A racionalização religiosa, processo em que Weber sugere um prelúdio à

modernidade, compreende a complexificação das “teodicéias” (1982b). Ela é apresentada

num diálogo entre o pensamento religioso e a questão empírica do sofrimento humano.

Weber busca entender o desenvolvimento das religiões através das soluções que elas

oferecem para essa questão. O sofrimento, imposto pela natureza, ganha sentido cultural

com a noção de “pecado”, através de que propõe-se uma explicação para a distribuição

desigual do sofrimento entre os homens, que passa a ser visto como castigo divino à

maldade. Mas como nem sempre os “maus” são os mais punidos pela vida, a racionalização

religiosa peculiar ao Ocidente caminha no sentido da dissolução da idéia de pecado. Esse

raciocínio leva Weber a fixar o puritanismo como término do processo de desencantamento

do mundo. Nas religiões protestantes (marcadamente, no calvinismo), através do princípio

da predestinação, fundamenta-se que a conduta efetiva dos homens nada influi na lógica

transcendental. É o oposto do animismo mágico: um Deus abscôndito, cujas determinações

são ignoradas e não podem ser modificadas pela vontade humana.

Assim, o desenvolvimento das teodicéias vai da necessidade de que se tenha algum

controle sobre o acaso à expectativa por uma salvação imaterial.

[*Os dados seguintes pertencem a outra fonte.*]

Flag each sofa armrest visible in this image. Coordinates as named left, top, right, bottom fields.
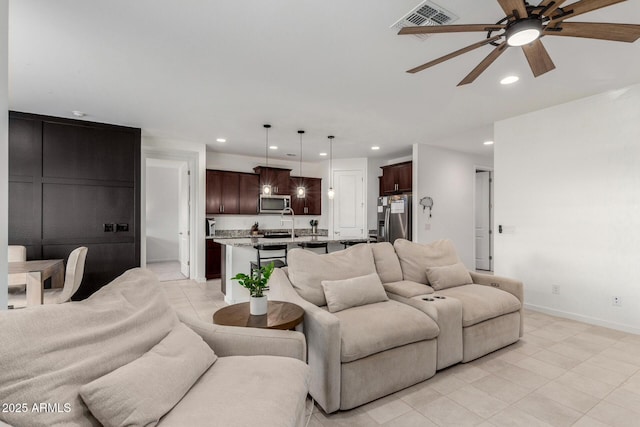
left=469, top=271, right=524, bottom=336
left=178, top=313, right=307, bottom=362
left=269, top=268, right=341, bottom=413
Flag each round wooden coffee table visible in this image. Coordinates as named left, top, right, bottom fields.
left=213, top=301, right=304, bottom=329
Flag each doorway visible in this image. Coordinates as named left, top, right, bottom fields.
left=332, top=170, right=366, bottom=238
left=475, top=169, right=493, bottom=271
left=145, top=159, right=191, bottom=281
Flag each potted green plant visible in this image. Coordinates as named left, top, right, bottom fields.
left=231, top=263, right=274, bottom=316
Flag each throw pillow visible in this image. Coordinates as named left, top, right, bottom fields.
left=80, top=323, right=217, bottom=426
left=427, top=262, right=473, bottom=291
left=322, top=273, right=389, bottom=313
left=393, top=239, right=460, bottom=285
left=287, top=245, right=376, bottom=307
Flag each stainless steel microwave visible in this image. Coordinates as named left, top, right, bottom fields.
left=260, top=194, right=291, bottom=213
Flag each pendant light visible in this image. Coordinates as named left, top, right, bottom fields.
left=296, top=130, right=307, bottom=199
left=327, top=135, right=336, bottom=200
left=262, top=125, right=271, bottom=196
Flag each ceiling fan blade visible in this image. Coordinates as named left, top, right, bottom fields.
left=549, top=0, right=627, bottom=25
left=538, top=0, right=566, bottom=17
left=398, top=24, right=506, bottom=35
left=544, top=22, right=640, bottom=43
left=522, top=39, right=556, bottom=77
left=498, top=0, right=529, bottom=19
left=407, top=36, right=502, bottom=74
left=458, top=42, right=509, bottom=86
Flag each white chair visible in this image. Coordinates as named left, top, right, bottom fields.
left=7, top=245, right=27, bottom=294
left=9, top=246, right=88, bottom=308
left=8, top=245, right=27, bottom=262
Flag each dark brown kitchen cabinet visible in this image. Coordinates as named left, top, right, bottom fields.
left=8, top=111, right=141, bottom=300
left=238, top=173, right=260, bottom=215
left=206, top=169, right=259, bottom=215
left=289, top=176, right=322, bottom=215
left=206, top=239, right=222, bottom=280
left=380, top=162, right=413, bottom=196
left=253, top=166, right=295, bottom=194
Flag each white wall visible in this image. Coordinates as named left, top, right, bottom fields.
left=413, top=144, right=493, bottom=269
left=0, top=0, right=9, bottom=310
left=498, top=85, right=640, bottom=333
left=146, top=166, right=180, bottom=262
left=140, top=136, right=207, bottom=282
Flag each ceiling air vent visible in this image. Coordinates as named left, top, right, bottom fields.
left=390, top=0, right=458, bottom=40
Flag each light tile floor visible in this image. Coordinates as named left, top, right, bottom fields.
left=162, top=280, right=640, bottom=427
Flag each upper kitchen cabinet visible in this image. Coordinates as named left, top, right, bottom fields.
left=253, top=166, right=291, bottom=194
left=380, top=162, right=413, bottom=196
left=207, top=170, right=259, bottom=215
left=289, top=177, right=322, bottom=215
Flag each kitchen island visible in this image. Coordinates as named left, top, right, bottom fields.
left=213, top=235, right=374, bottom=304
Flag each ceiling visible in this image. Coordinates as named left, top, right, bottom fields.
left=9, top=0, right=640, bottom=161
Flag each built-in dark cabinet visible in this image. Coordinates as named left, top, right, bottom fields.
left=290, top=177, right=322, bottom=215
left=253, top=166, right=291, bottom=195
left=380, top=162, right=413, bottom=196
left=206, top=169, right=259, bottom=215
left=8, top=111, right=141, bottom=299
left=206, top=239, right=222, bottom=280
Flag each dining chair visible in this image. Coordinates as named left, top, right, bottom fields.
left=8, top=245, right=27, bottom=262
left=298, top=242, right=329, bottom=254
left=7, top=245, right=27, bottom=293
left=9, top=246, right=88, bottom=308
left=249, top=243, right=288, bottom=272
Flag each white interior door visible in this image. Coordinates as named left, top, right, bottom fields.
left=333, top=170, right=365, bottom=238
left=178, top=163, right=191, bottom=278
left=475, top=171, right=491, bottom=271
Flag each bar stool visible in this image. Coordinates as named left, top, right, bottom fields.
left=298, top=242, right=329, bottom=254
left=249, top=243, right=287, bottom=274
left=340, top=239, right=369, bottom=249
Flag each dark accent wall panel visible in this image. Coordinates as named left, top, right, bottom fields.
left=9, top=111, right=141, bottom=299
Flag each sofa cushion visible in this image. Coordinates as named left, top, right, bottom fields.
left=287, top=245, right=376, bottom=306
left=334, top=300, right=440, bottom=363
left=371, top=242, right=402, bottom=283
left=393, top=239, right=460, bottom=285
left=0, top=269, right=178, bottom=426
left=427, top=262, right=473, bottom=291
left=438, top=285, right=520, bottom=328
left=322, top=273, right=389, bottom=313
left=80, top=323, right=216, bottom=427
left=382, top=280, right=433, bottom=298
left=158, top=356, right=310, bottom=427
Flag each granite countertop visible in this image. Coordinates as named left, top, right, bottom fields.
left=213, top=236, right=373, bottom=247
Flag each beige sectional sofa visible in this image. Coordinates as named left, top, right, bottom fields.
left=0, top=269, right=310, bottom=427
left=269, top=239, right=523, bottom=412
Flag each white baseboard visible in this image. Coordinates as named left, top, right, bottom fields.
left=147, top=258, right=180, bottom=264
left=524, top=303, right=640, bottom=335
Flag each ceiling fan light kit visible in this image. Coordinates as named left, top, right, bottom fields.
left=504, top=18, right=542, bottom=46
left=398, top=0, right=640, bottom=86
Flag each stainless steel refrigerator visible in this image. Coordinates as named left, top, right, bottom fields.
left=378, top=194, right=411, bottom=243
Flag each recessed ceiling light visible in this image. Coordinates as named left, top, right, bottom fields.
left=500, top=76, right=520, bottom=85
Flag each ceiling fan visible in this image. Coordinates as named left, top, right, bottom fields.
left=398, top=0, right=640, bottom=86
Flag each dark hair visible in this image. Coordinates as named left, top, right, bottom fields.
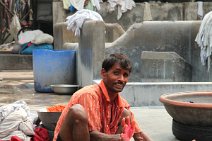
left=102, top=53, right=132, bottom=72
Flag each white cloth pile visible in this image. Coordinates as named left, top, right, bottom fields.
left=66, top=9, right=103, bottom=36
left=0, top=101, right=35, bottom=141
left=195, top=11, right=212, bottom=70
left=108, top=0, right=135, bottom=20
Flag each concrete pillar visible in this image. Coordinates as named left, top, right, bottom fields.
left=77, top=20, right=105, bottom=87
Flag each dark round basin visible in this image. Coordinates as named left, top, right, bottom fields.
left=160, top=92, right=212, bottom=127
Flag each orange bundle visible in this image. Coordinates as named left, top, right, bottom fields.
left=46, top=105, right=65, bottom=112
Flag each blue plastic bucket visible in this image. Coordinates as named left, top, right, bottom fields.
left=32, top=49, right=76, bottom=93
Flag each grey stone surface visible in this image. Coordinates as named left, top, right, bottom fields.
left=121, top=82, right=212, bottom=107
left=77, top=21, right=105, bottom=86
left=106, top=21, right=200, bottom=82
left=140, top=51, right=192, bottom=82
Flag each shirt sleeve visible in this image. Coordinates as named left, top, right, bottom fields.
left=73, top=93, right=101, bottom=131
left=122, top=98, right=141, bottom=133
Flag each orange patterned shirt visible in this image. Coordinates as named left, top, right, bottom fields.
left=53, top=81, right=141, bottom=141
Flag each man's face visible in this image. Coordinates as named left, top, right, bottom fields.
left=101, top=63, right=130, bottom=93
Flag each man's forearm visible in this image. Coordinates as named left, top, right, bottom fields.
left=133, top=132, right=152, bottom=141
left=90, top=131, right=121, bottom=141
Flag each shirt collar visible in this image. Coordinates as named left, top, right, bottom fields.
left=99, top=80, right=124, bottom=107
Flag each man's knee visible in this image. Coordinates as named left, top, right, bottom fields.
left=67, top=104, right=88, bottom=123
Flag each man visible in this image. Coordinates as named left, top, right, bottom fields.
left=54, top=54, right=150, bottom=141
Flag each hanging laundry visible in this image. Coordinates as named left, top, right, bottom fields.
left=143, top=2, right=152, bottom=21
left=195, top=11, right=212, bottom=70
left=197, top=1, right=204, bottom=20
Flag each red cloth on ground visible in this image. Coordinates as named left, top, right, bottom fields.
left=0, top=136, right=22, bottom=141
left=31, top=127, right=50, bottom=141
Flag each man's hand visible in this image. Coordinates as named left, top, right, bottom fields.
left=121, top=117, right=135, bottom=141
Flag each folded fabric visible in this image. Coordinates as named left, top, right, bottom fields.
left=66, top=9, right=103, bottom=36
left=19, top=43, right=53, bottom=54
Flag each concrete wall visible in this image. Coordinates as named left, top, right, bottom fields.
left=98, top=1, right=212, bottom=30
left=121, top=82, right=212, bottom=107
left=106, top=21, right=208, bottom=82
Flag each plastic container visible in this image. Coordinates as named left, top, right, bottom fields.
left=33, top=49, right=76, bottom=93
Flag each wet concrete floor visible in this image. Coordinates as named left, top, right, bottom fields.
left=0, top=71, right=178, bottom=141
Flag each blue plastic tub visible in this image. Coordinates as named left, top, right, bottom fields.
left=32, top=49, right=76, bottom=93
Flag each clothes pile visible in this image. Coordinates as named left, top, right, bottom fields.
left=18, top=30, right=54, bottom=54
left=195, top=11, right=212, bottom=70
left=0, top=101, right=49, bottom=141
left=66, top=9, right=103, bottom=36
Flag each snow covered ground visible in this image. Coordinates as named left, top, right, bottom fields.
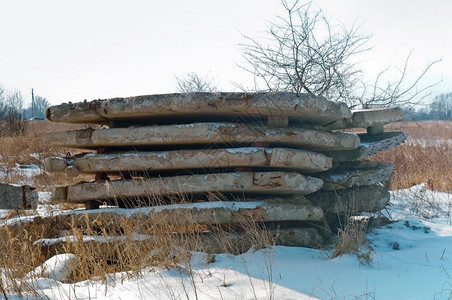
left=0, top=185, right=452, bottom=299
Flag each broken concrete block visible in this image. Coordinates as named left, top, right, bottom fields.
left=321, top=132, right=406, bottom=162
left=314, top=161, right=394, bottom=190
left=45, top=147, right=332, bottom=176
left=0, top=184, right=38, bottom=209
left=46, top=92, right=351, bottom=125
left=45, top=123, right=359, bottom=151
left=55, top=172, right=323, bottom=202
left=305, top=185, right=390, bottom=216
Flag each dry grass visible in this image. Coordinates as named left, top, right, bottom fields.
left=0, top=200, right=275, bottom=296
left=371, top=122, right=452, bottom=191
left=0, top=121, right=452, bottom=295
left=0, top=121, right=92, bottom=190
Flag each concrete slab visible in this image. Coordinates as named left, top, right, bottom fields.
left=14, top=199, right=324, bottom=234
left=44, top=123, right=359, bottom=150
left=45, top=147, right=332, bottom=176
left=46, top=92, right=351, bottom=125
left=54, top=172, right=323, bottom=202
left=321, top=132, right=406, bottom=162
left=314, top=161, right=394, bottom=190
left=0, top=184, right=38, bottom=209
left=34, top=228, right=324, bottom=258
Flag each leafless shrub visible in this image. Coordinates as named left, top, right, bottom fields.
left=241, top=0, right=440, bottom=108
left=176, top=72, right=217, bottom=93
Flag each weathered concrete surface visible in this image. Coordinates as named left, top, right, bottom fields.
left=9, top=199, right=324, bottom=234
left=270, top=228, right=325, bottom=248
left=321, top=132, right=406, bottom=162
left=34, top=228, right=324, bottom=259
left=314, top=161, right=394, bottom=190
left=325, top=107, right=403, bottom=130
left=0, top=184, right=38, bottom=209
left=305, top=185, right=390, bottom=216
left=45, top=147, right=332, bottom=176
left=44, top=123, right=359, bottom=150
left=55, top=172, right=323, bottom=202
left=46, top=92, right=351, bottom=124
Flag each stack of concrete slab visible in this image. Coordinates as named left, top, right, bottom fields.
left=45, top=93, right=405, bottom=247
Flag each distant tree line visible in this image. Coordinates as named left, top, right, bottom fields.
left=0, top=84, right=49, bottom=135
left=405, top=93, right=452, bottom=121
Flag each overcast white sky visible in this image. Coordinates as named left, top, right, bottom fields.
left=0, top=0, right=452, bottom=104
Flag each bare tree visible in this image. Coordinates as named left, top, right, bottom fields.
left=241, top=0, right=438, bottom=108
left=34, top=96, right=50, bottom=118
left=2, top=90, right=27, bottom=134
left=430, top=93, right=452, bottom=120
left=0, top=84, right=7, bottom=120
left=176, top=72, right=217, bottom=93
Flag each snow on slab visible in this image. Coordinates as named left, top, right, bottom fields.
left=0, top=201, right=266, bottom=226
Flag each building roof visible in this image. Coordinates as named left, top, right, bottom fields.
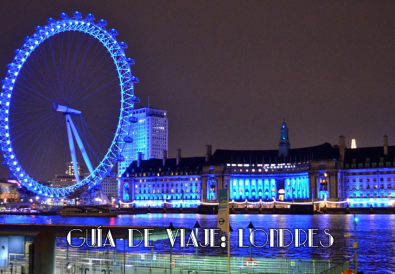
left=210, top=143, right=339, bottom=165
left=122, top=157, right=205, bottom=177
left=344, top=146, right=395, bottom=164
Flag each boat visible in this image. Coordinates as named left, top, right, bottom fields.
left=59, top=206, right=119, bottom=217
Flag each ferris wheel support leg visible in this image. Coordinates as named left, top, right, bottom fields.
left=69, top=115, right=93, bottom=174
left=65, top=115, right=80, bottom=183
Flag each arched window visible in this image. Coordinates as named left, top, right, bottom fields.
left=122, top=183, right=130, bottom=201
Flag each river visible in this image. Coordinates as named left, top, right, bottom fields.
left=0, top=214, right=395, bottom=273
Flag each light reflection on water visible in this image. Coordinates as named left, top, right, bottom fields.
left=0, top=213, right=395, bottom=273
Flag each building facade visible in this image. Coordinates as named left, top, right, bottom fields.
left=118, top=107, right=168, bottom=174
left=100, top=174, right=118, bottom=201
left=119, top=123, right=395, bottom=207
left=52, top=162, right=84, bottom=187
left=120, top=150, right=205, bottom=207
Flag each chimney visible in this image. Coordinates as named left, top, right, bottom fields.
left=176, top=148, right=181, bottom=165
left=383, top=135, right=388, bottom=155
left=137, top=152, right=143, bottom=167
left=162, top=149, right=167, bottom=166
left=206, top=145, right=212, bottom=163
left=339, top=135, right=346, bottom=161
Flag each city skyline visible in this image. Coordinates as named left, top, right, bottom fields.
left=0, top=1, right=395, bottom=180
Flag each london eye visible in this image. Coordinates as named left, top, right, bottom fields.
left=0, top=11, right=139, bottom=198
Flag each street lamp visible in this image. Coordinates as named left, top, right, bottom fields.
left=247, top=221, right=255, bottom=266
left=193, top=221, right=201, bottom=256
left=168, top=222, right=176, bottom=274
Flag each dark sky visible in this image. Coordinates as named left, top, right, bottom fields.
left=0, top=0, right=395, bottom=178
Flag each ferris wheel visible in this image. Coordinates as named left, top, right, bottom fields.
left=0, top=11, right=139, bottom=198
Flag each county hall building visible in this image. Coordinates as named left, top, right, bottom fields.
left=119, top=122, right=395, bottom=207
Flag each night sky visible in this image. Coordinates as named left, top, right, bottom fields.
left=0, top=0, right=395, bottom=177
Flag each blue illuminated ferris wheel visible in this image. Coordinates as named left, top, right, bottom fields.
left=0, top=11, right=139, bottom=198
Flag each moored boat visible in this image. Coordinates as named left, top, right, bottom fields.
left=59, top=206, right=119, bottom=217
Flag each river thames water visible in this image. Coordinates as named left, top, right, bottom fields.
left=0, top=214, right=395, bottom=273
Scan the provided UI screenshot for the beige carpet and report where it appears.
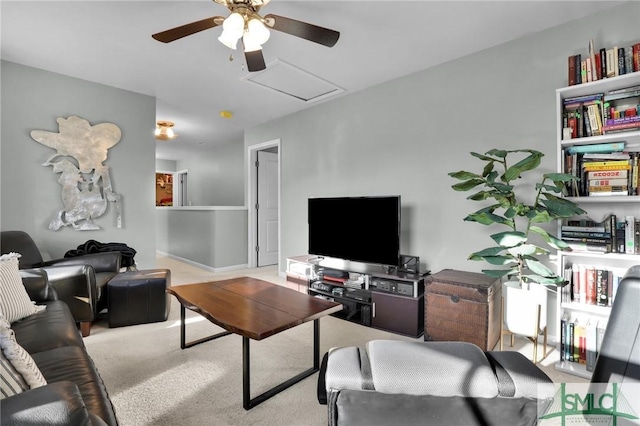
[85,258,580,426]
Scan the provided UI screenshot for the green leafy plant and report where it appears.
[449,149,585,287]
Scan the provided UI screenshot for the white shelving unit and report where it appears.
[555,72,640,379]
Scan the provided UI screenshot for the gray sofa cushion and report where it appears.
[368,340,498,398]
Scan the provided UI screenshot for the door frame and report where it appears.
[246,138,282,271]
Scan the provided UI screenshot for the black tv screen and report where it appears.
[308,196,400,266]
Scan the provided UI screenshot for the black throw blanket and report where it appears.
[64,240,136,268]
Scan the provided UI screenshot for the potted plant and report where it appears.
[449,149,585,342]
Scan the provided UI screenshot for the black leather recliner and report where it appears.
[0,231,121,336]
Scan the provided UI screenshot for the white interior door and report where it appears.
[256,151,279,266]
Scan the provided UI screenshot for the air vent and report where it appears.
[245,59,344,102]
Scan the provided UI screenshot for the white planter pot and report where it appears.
[502,281,547,337]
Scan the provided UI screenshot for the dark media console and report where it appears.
[287,255,428,337]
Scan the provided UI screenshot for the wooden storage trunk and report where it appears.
[424,269,502,350]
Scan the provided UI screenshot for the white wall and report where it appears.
[0,61,156,268]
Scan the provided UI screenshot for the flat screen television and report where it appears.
[308,195,400,266]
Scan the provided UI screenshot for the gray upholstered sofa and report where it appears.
[318,265,640,426]
[0,266,118,426]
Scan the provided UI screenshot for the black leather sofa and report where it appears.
[0,231,122,337]
[318,265,640,426]
[0,265,118,426]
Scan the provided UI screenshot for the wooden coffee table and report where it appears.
[167,277,342,410]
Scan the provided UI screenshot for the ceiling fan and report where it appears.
[152,0,340,72]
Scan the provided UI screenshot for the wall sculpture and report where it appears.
[31,116,122,231]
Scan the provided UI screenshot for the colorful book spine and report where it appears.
[567,142,625,154]
[624,216,636,254]
[589,179,628,186]
[587,169,627,180]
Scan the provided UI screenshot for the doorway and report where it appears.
[156,170,187,207]
[247,139,280,269]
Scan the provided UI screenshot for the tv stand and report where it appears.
[286,255,428,337]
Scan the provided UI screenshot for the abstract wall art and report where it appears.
[31,116,122,231]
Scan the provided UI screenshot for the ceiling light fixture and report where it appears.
[154,121,178,141]
[218,6,271,52]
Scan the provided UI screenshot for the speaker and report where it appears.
[398,254,420,274]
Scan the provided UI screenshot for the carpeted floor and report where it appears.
[85,257,580,426]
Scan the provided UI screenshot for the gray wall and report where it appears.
[175,141,244,206]
[0,61,156,268]
[156,207,248,269]
[245,2,640,335]
[156,158,176,172]
[245,2,640,271]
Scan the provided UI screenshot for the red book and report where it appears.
[585,266,597,305]
[567,55,576,86]
[632,43,640,71]
[567,117,578,139]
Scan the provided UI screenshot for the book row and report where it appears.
[560,214,640,254]
[562,86,640,140]
[562,143,640,197]
[567,40,640,86]
[560,314,607,371]
[561,263,625,307]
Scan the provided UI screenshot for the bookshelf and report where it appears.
[555,72,640,379]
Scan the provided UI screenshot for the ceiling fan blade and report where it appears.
[151,16,224,43]
[244,50,267,72]
[264,14,340,47]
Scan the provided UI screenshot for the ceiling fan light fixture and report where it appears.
[218,12,244,50]
[154,121,178,141]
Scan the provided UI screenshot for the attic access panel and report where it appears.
[245,59,344,102]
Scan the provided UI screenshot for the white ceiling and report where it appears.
[0,0,622,160]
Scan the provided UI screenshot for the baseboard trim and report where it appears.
[156,250,249,272]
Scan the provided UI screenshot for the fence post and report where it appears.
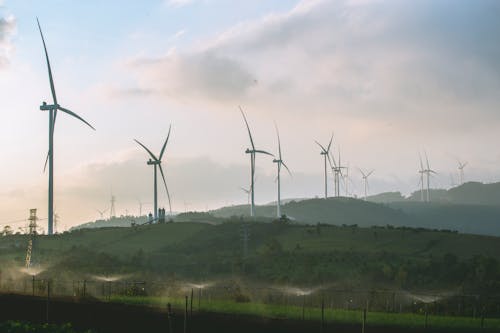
[184,296,188,333]
[189,288,194,316]
[302,294,306,320]
[321,295,325,333]
[361,308,366,333]
[45,280,50,323]
[198,288,201,312]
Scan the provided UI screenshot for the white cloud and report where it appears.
[0,14,16,68]
[167,0,194,7]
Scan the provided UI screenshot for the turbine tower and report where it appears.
[418,154,425,201]
[273,124,292,218]
[424,153,437,202]
[359,169,375,201]
[458,161,467,185]
[96,208,108,220]
[134,125,172,220]
[314,133,335,199]
[36,18,95,235]
[239,106,274,217]
[240,187,250,205]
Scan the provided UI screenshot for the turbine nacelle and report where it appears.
[40,101,60,111]
[146,159,161,165]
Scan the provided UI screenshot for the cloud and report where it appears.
[167,0,194,7]
[132,50,256,101]
[122,0,500,121]
[0,16,16,68]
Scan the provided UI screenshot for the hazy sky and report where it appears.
[0,0,500,229]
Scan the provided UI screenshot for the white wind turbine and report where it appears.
[314,133,333,199]
[239,106,274,217]
[418,154,425,201]
[458,160,468,185]
[36,18,95,235]
[134,125,172,220]
[424,152,437,202]
[240,187,250,205]
[273,124,292,218]
[359,169,375,200]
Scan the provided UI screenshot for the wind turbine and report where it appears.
[96,208,108,220]
[239,106,274,217]
[273,123,292,218]
[458,160,468,185]
[314,133,335,199]
[134,125,172,220]
[240,187,250,205]
[359,169,375,200]
[424,152,437,202]
[418,153,425,201]
[36,18,95,235]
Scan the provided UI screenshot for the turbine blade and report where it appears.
[54,106,95,131]
[158,164,172,215]
[36,17,57,104]
[159,124,172,161]
[134,139,158,161]
[281,161,293,177]
[274,122,281,160]
[326,133,333,152]
[328,152,340,167]
[358,168,368,178]
[43,151,50,173]
[314,140,326,153]
[238,106,255,150]
[254,150,274,157]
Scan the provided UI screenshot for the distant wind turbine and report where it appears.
[96,208,108,220]
[239,106,274,217]
[418,153,425,201]
[240,187,250,205]
[134,125,172,220]
[273,124,292,218]
[458,161,468,185]
[359,169,375,200]
[314,133,333,199]
[424,152,437,202]
[36,18,95,235]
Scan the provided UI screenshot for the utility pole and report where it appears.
[25,208,38,268]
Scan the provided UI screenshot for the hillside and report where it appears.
[210,198,500,236]
[376,182,500,206]
[0,219,500,289]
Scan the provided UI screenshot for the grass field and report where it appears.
[110,296,500,331]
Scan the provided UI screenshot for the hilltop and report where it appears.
[0,218,500,290]
[210,198,500,236]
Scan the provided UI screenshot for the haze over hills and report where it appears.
[367,182,500,206]
[70,182,500,236]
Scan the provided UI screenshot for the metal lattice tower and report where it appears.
[25,208,38,268]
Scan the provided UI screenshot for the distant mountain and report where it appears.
[388,182,500,206]
[210,195,500,236]
[366,192,408,203]
[69,216,147,231]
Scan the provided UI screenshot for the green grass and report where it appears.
[111,296,500,331]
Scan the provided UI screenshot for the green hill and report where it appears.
[0,219,500,290]
[210,198,500,236]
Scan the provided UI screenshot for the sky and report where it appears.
[0,0,500,231]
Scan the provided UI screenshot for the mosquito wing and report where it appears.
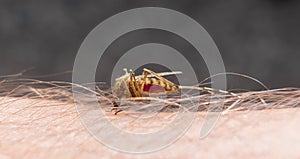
[135,71,182,78]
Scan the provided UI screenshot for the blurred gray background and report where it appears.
[0,0,300,90]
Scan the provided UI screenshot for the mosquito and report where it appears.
[112,68,239,114]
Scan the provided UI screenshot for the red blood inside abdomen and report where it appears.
[143,84,165,93]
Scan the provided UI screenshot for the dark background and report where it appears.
[0,0,300,89]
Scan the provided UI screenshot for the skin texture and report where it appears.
[0,97,300,158]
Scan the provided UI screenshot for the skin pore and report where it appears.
[0,94,300,158]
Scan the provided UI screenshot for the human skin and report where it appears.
[0,97,300,158]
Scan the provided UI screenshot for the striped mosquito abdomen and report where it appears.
[143,78,178,93]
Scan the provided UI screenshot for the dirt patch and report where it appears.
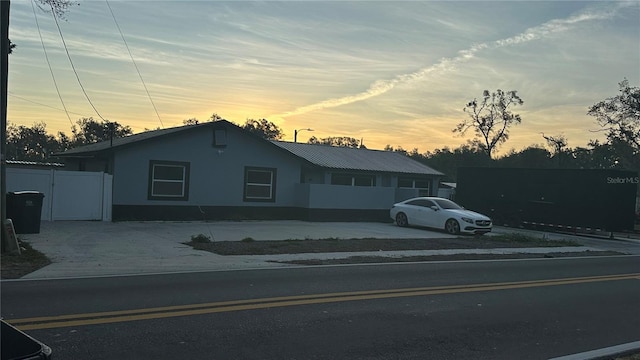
[185,235,581,255]
[272,251,624,266]
[0,241,51,279]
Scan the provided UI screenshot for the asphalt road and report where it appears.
[1,256,640,360]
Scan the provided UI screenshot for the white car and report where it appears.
[389,197,492,234]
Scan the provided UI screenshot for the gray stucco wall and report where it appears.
[113,126,300,206]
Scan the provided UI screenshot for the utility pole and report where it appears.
[0,0,11,252]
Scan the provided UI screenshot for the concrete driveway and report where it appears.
[11,221,640,279]
[10,221,458,279]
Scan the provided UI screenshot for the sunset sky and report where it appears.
[8,0,640,154]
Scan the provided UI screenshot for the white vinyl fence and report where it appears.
[7,168,113,221]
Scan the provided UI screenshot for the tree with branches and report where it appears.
[241,119,284,140]
[453,89,523,158]
[587,79,640,171]
[308,136,360,149]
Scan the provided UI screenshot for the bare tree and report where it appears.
[587,79,640,170]
[453,89,523,158]
[242,119,284,140]
[309,136,361,149]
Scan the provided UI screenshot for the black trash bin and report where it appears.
[7,191,44,234]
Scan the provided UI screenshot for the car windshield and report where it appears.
[433,199,462,210]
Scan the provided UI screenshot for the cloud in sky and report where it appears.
[273,3,632,118]
[9,0,640,151]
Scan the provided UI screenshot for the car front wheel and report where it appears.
[396,213,409,227]
[444,219,460,235]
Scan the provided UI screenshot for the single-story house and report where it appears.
[56,120,443,221]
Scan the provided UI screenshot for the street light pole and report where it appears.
[293,128,313,142]
[0,0,9,251]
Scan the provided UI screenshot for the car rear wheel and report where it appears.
[396,213,409,227]
[444,219,460,235]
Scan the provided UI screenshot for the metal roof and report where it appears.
[54,120,444,176]
[271,141,444,175]
[54,120,215,156]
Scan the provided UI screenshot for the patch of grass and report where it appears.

A racionalização, quando

observada no nível das religiões, estabelece um paradoxo: o mais alto grau de

racionalidade, na relação de um homem com uma religião, exige que esta seja vista como

dimensão essencialmente irracional, ou seja, independente do mundo das ações. O critério

que situa o puritanismo no último estágio do processo de desencantamento religioso é,

portanto, a aceitação incondicional do dogma como verdade que não necessita de provas. A

racionalização do puritanismo, que evidencia a natureza irracional da doutrina, prevê a

liberação do ponto de vista religioso quanto à necessidade de confirmação empírica.

Separam-se as dimensões secular e religiosa: “A unidade da imagem primitiva do mundo,

em que tudo era mágica concreta, tendeu a dividir-se em conhecimento racional e domínio

da natureza, de um lado, e em experiências místicas, do outro.” (1982b: 325). Na história

do Ocidente, ao se desenvolver, a religião descobre sua própria irracionalidade e o resultado

disso é que ela deixa de constituir uma explicação para o que ocorre no mundo da prática,

85

caminhando fatalmente para uma dimensão irreal. Com efeito, Weber aproxima realidade e

racionalidade: ao mesmo tempo em que a religião é desviada “para o mundo do irracional”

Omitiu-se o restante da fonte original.